Octopuses are loners, but when they are drugged with MDMA (“ecstasy”), they are drawn to reach out to one another. This is the finding of a research project at Johns Hopkins.
The strange thing about this is that the organization of the octopus brain is so different from the human brain that it is quite surprising we would share any neurotransmitters or any biochemical targets of the small molecule MDMA. Octopuses are playful, they plan and remember, they strategize, they use tools—all these mental feats that until a few years ago were thought to belong uniquely to humans. But they evolved all these behaviors and abilities quite separately from vertebrates and mammals and primates and humans.

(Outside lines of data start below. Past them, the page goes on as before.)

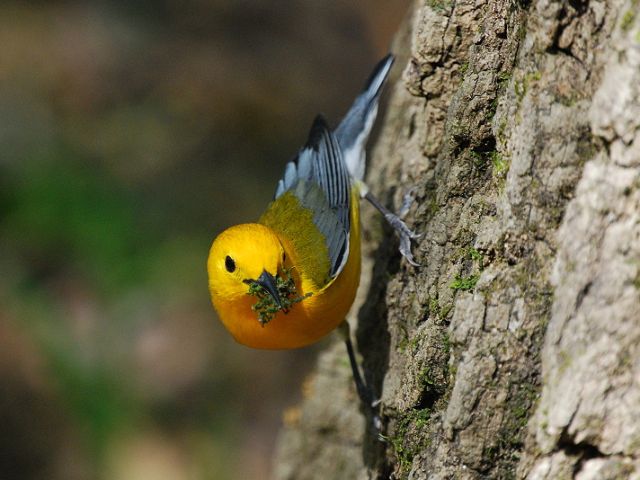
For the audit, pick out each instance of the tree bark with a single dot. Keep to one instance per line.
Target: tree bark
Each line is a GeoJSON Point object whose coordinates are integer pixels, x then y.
{"type": "Point", "coordinates": [514, 350]}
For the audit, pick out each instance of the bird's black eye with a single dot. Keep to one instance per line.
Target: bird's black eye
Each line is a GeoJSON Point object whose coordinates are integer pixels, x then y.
{"type": "Point", "coordinates": [229, 264]}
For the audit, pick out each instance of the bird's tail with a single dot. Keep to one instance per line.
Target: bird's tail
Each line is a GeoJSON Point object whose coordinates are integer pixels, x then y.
{"type": "Point", "coordinates": [354, 130]}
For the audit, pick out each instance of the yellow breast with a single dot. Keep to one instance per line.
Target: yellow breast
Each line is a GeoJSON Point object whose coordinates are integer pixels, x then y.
{"type": "Point", "coordinates": [307, 321]}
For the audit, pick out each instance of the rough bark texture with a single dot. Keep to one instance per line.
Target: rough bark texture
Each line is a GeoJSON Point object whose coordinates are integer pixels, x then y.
{"type": "Point", "coordinates": [514, 351]}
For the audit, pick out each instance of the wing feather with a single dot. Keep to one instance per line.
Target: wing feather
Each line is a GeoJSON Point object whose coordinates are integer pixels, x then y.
{"type": "Point", "coordinates": [320, 167]}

Octopuses evolved directly from shellfish like the clam that have no real brain but only a cluster of nerves called a ganglion. If they evolved the same neurotransmitters we did, this is a mysterious case of convergent evolution. The many cases of convergent evolution that have been studied all involved a common function, not a common mechanism. For example, birds and bats and fruitflies all evolved wings independently, because wings are useful for flying. But neurotransmitters are thought to be arbitrary signal molecules which acquire a meaning according to the way they are interpreted. It is as though we had ET visitors from another galaxy, and found to our surprise that the language they spoke sounded a lot like Hungarian.
The octopuses given MDMA were moved to seek out cage containing another octopus, and to hug the cage because they weren’t permitted to make contact. Perhaps if the researchers had taken MDMA themselves, they would have had sufficient empathy to realize that they were being cruel to the octopuses.